Читать «Голубой чертополох романтизма» онлайн - страница 21

Герберт Айзенрайх

— Смотри! — услыхал он прямо над ухом самозабвенный шепот; звук собственного голоса привел ее в чувство, она быстро закрыла рот, прикусив в спешке кончик языка, и теперь дергала его за рукав, стараясь увести. В неослабевающей давке и толчее он не замечал ее усилий и думал о том, что сам по себе запах должен был бы поведать белой мышке правду о ее положении; и его удивляло возбужденно-простодушное любопытство, с каким она — ну точь-в-точь отбившийся от группы турист! — то петляя по стеклянному домику, то замирая в неподвижности, исследовала свою новую обитель, куда ее выпустили в час кормежки, — исследовала, вымеряла, прощупывала, запечатлевая в своем сознании; «но ведь она знает, — думал он, — а если даже не знает, то чует». Лев между тем опять повернул голову и начал подбираться с нежностями к тайная тайных лона своей подруги и — так они позже слышали от людей, обсуждавших по дороге этот случай, — тем самым «нанес ей обиду», ну а львица резко обернулась, метнула на него яростный взгляд и рыкнула, коротко, но, судя по реакции «обидчика», вполне однозначно: старый лев тотчас оставил ее в покое, размеренным шагом удалился на свое место и опустился на пол, нет, даже не опустился, а шлепнулся — шлепок был виден, но, как ни странно, не слышен — и сразу же, вытянув заднюю лапу, зажмурил глаза. Львица приняла прежнюю спокойную позу, детеныши искоса лениво жмурились на солнце — теплые блики наполняли клетку, словно прозрачное желе, которое густой тягучей массой обволакивало все живое, усыпляя жажду деятельности.

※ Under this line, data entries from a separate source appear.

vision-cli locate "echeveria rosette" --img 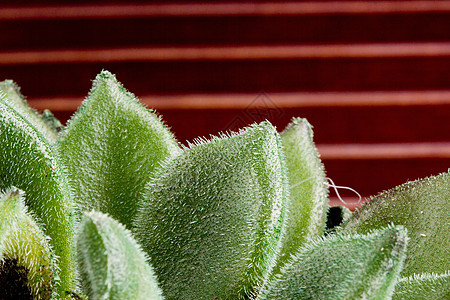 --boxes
[59,71,181,229]
[77,211,163,300]
[257,226,407,300]
[135,121,289,299]
[392,271,450,300]
[0,91,76,297]
[341,172,450,277]
[0,188,59,299]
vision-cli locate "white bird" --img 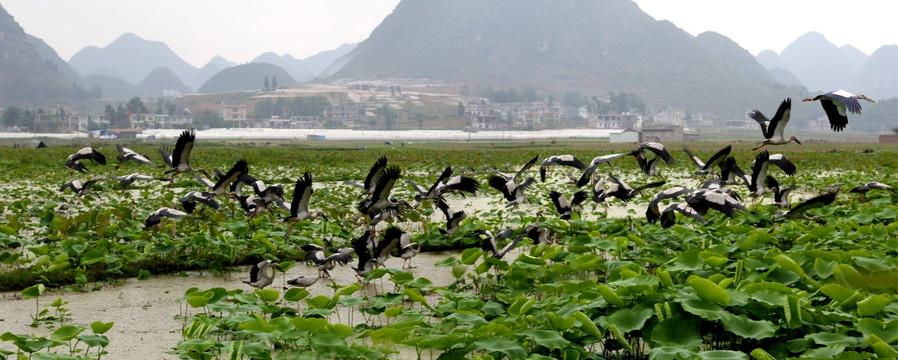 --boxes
[65,146,106,173]
[577,152,634,187]
[488,155,539,208]
[539,154,586,182]
[115,144,156,170]
[802,89,875,131]
[748,98,801,150]
[284,171,327,239]
[243,260,280,289]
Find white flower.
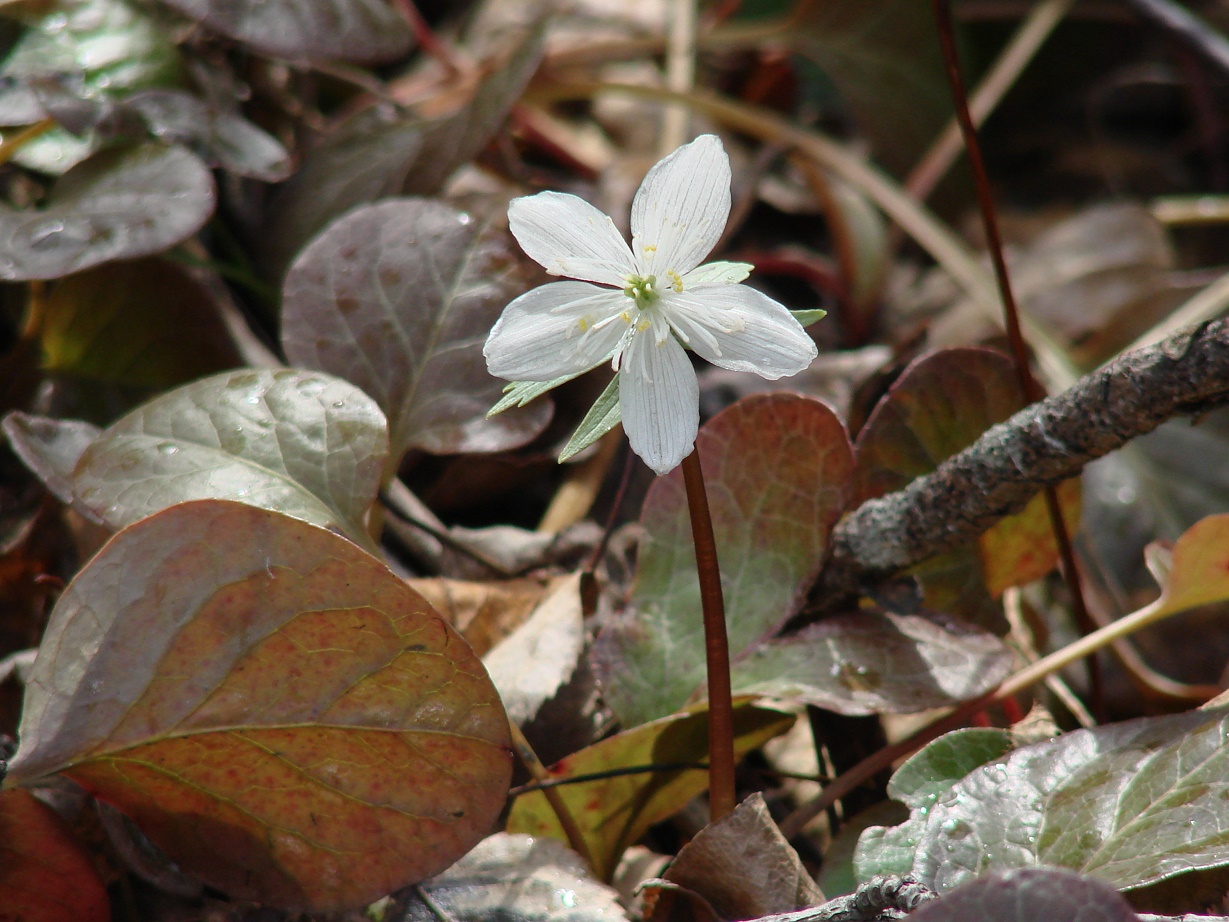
[483,134,817,473]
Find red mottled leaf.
[156,0,413,61]
[10,500,511,910]
[508,701,794,880]
[281,199,551,459]
[73,369,388,555]
[0,788,111,922]
[595,393,853,727]
[854,348,1079,629]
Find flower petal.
[618,331,699,473]
[482,282,632,381]
[508,192,635,288]
[661,285,819,380]
[632,134,730,277]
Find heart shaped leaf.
[508,699,794,880]
[73,369,387,546]
[0,144,214,282]
[0,788,111,922]
[730,611,1014,714]
[595,393,853,727]
[156,0,413,63]
[909,868,1139,922]
[41,258,242,387]
[281,199,551,459]
[9,500,511,910]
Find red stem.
[682,451,735,821]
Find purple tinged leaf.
[281,199,551,459]
[0,144,214,282]
[156,0,413,63]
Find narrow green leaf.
[790,307,828,327]
[559,375,623,461]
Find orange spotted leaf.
[10,500,511,910]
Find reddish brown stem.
[930,0,1104,719]
[682,451,734,821]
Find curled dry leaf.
[0,144,214,282]
[594,393,853,725]
[281,199,551,460]
[508,699,794,880]
[10,500,511,910]
[156,0,413,63]
[73,369,387,555]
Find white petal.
[482,282,632,381]
[661,285,819,380]
[632,134,730,277]
[508,192,635,288]
[618,331,699,473]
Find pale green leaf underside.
[559,375,623,461]
[73,369,388,550]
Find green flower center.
[623,275,661,311]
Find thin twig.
[508,720,597,868]
[682,451,735,822]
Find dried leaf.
[281,199,551,459]
[730,611,1014,714]
[909,868,1139,922]
[156,0,413,63]
[508,699,794,880]
[0,788,111,922]
[262,20,542,278]
[41,259,242,388]
[397,832,628,922]
[10,500,511,910]
[73,369,387,553]
[0,144,214,282]
[482,573,585,724]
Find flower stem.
[682,450,734,821]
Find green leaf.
[790,307,828,327]
[74,369,388,550]
[158,0,413,63]
[508,701,794,880]
[860,709,1229,890]
[7,500,511,910]
[281,199,553,463]
[0,144,214,282]
[559,375,623,462]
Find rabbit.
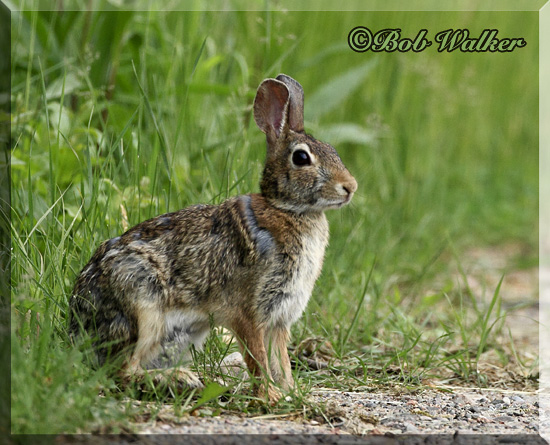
[70,74,357,403]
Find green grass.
[11,2,538,433]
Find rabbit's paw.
[149,368,204,390]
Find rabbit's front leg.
[233,320,281,403]
[266,326,294,390]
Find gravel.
[122,389,539,437]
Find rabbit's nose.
[342,177,357,197]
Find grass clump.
[11,2,538,433]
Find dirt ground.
[117,245,544,443]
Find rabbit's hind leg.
[121,305,164,380]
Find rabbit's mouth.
[317,194,353,209]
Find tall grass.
[11,2,538,433]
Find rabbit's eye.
[292,150,311,167]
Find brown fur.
[70,75,357,402]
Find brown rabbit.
[70,74,357,402]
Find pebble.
[135,390,538,434]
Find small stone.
[494,416,514,423]
[403,422,420,434]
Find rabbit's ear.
[277,74,304,132]
[254,79,290,140]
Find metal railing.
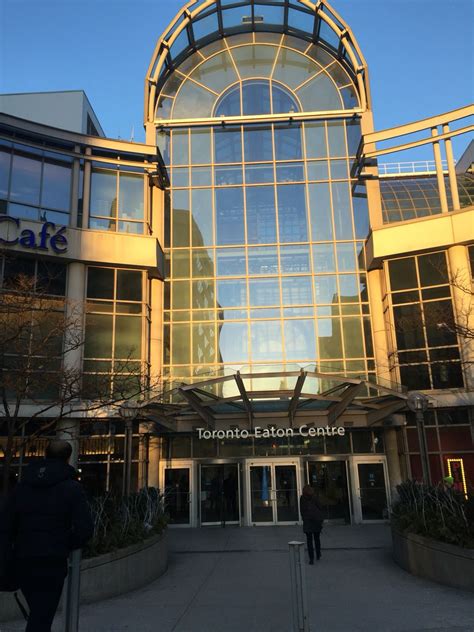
[378,160,456,176]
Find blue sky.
[0,0,474,154]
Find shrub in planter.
[392,481,474,548]
[83,487,167,558]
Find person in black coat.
[300,485,324,564]
[0,441,94,632]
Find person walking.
[300,485,324,565]
[0,440,94,632]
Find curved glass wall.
[156,33,359,119]
[380,174,474,224]
[163,113,374,382]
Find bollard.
[288,541,309,632]
[63,549,81,632]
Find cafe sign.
[196,424,346,439]
[0,215,68,255]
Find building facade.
[0,0,474,526]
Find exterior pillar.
[367,270,392,385]
[384,428,402,501]
[431,127,449,213]
[448,245,474,390]
[443,125,461,211]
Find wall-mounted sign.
[0,215,68,255]
[196,424,346,439]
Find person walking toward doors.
[300,485,324,565]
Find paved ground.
[0,525,474,632]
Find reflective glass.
[314,275,337,304]
[90,170,117,217]
[318,318,342,360]
[231,45,278,79]
[41,161,71,211]
[216,248,247,276]
[297,72,343,112]
[308,183,333,241]
[172,191,190,247]
[281,276,313,306]
[277,184,308,243]
[249,277,280,307]
[332,182,354,239]
[336,243,357,272]
[215,187,245,246]
[245,164,275,184]
[219,322,249,362]
[280,246,311,274]
[248,247,278,274]
[173,130,189,165]
[242,81,271,115]
[10,150,41,205]
[275,124,303,160]
[313,244,336,273]
[191,129,212,165]
[250,320,283,362]
[246,186,276,244]
[214,127,242,163]
[119,173,144,220]
[244,126,273,162]
[193,189,214,246]
[173,81,216,119]
[217,279,247,307]
[284,320,316,361]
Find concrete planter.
[0,531,168,630]
[392,526,474,591]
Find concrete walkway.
[0,525,474,632]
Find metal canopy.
[142,370,407,430]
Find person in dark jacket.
[300,485,324,564]
[0,441,94,632]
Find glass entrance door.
[355,462,388,522]
[199,463,240,524]
[248,463,299,525]
[307,461,351,524]
[164,467,191,525]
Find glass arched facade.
[156,33,375,392]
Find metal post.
[288,541,309,632]
[415,410,431,485]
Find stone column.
[384,428,402,501]
[448,245,474,390]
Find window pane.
[284,320,316,361]
[244,127,273,162]
[172,191,190,247]
[248,248,278,274]
[90,170,117,217]
[318,318,342,360]
[84,314,113,358]
[246,186,276,244]
[41,161,71,211]
[215,187,245,245]
[119,173,143,219]
[278,184,308,242]
[242,81,271,115]
[219,322,249,362]
[87,267,114,299]
[250,320,283,362]
[308,184,333,241]
[117,270,143,301]
[249,278,280,307]
[275,124,303,160]
[191,189,214,246]
[115,316,142,359]
[10,150,41,204]
[388,257,418,291]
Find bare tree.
[0,260,160,493]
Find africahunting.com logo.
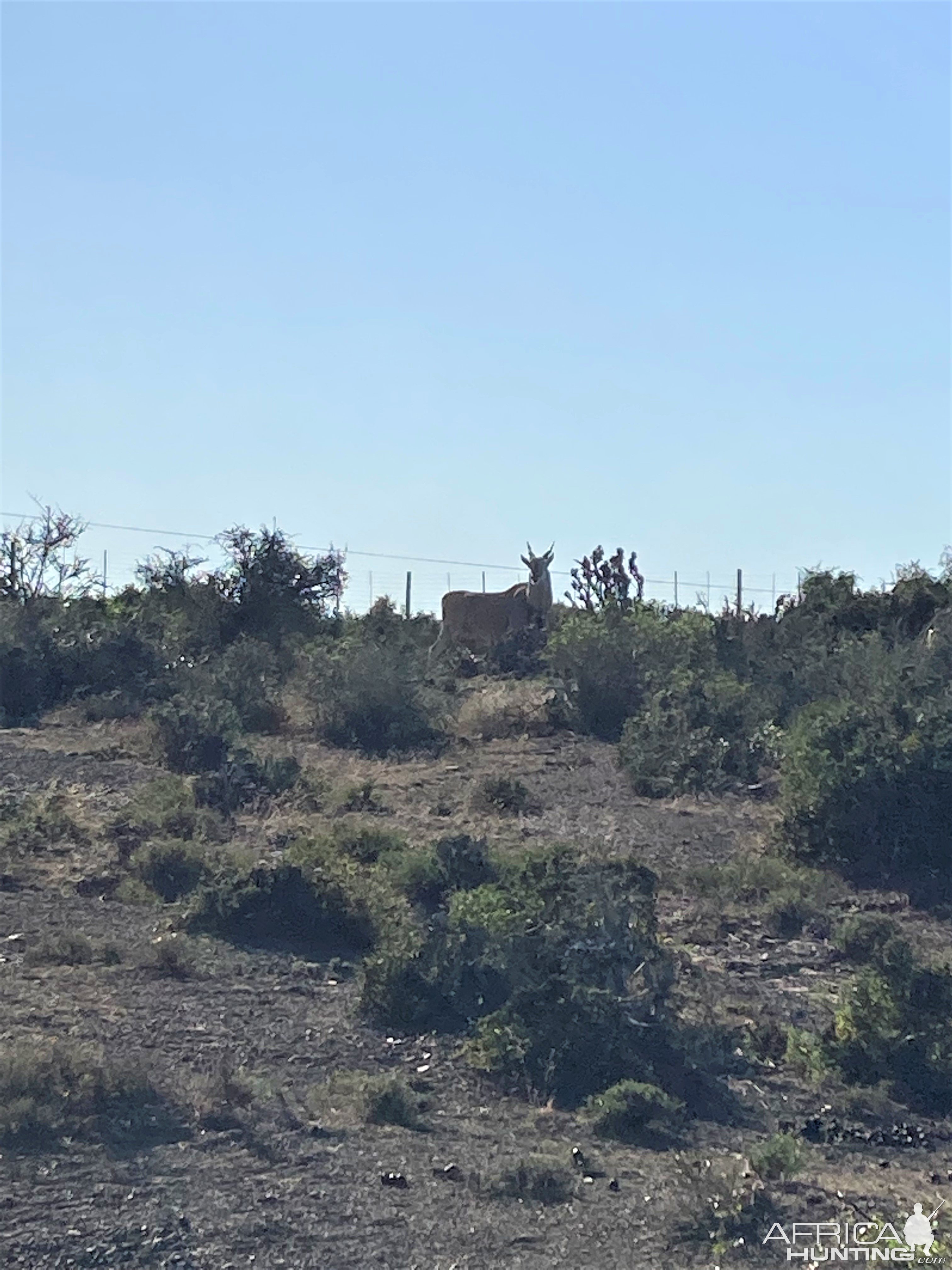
[763,1199,946,1266]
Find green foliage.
[301,619,440,756]
[781,679,952,901]
[0,1041,164,1147]
[585,1081,684,1141]
[618,669,760,798]
[329,817,409,865]
[185,844,388,955]
[107,775,227,860]
[565,546,645,613]
[151,696,241,772]
[131,838,209,904]
[829,936,952,1114]
[833,913,899,964]
[23,932,95,965]
[783,1027,830,1084]
[489,1156,575,1204]
[216,526,347,645]
[196,748,301,815]
[546,604,732,741]
[0,786,89,857]
[144,935,196,979]
[203,635,289,733]
[473,776,538,815]
[362,839,678,1105]
[392,833,496,913]
[750,1133,806,1180]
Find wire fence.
[0,512,800,613]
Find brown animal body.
[430,582,530,658]
[429,547,552,662]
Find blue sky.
[1,3,952,615]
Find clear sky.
[0,0,952,612]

Люди начали расходиться, вернее, потянулись в разные стороны, куда глаза глядят, лишь бы поскорей выбраться отсюда. И они тоже пошли к выходу. Она молчала. А он думал, что белая мышка, конечно же, все прекрасно знала и, осваивая новый для себя мир, шныряла взад-вперед с таким неимоверным бесстрашием только затем, чтобы змея привыкла к ее присутствию и забыла, почему она здесь, — иначе говоря, лукавила и норовила занять морально более удобное, а может быть, даже морально неуязвимое положение. «Да, так и есть: благодаря абсолютной противоестественности поведения она поднимается над безнадежностью обстоятельств, ощущая и изображая их как норму». Вот о чем он размышлял (хотя в других словах и в других, туманных образах). Не подозревая, однако, что всему этому есть объяснение: просто-напросто душа вступается за слабого, начинает болеть за его интересы, как за свои собственные, а стало быть, самые важные.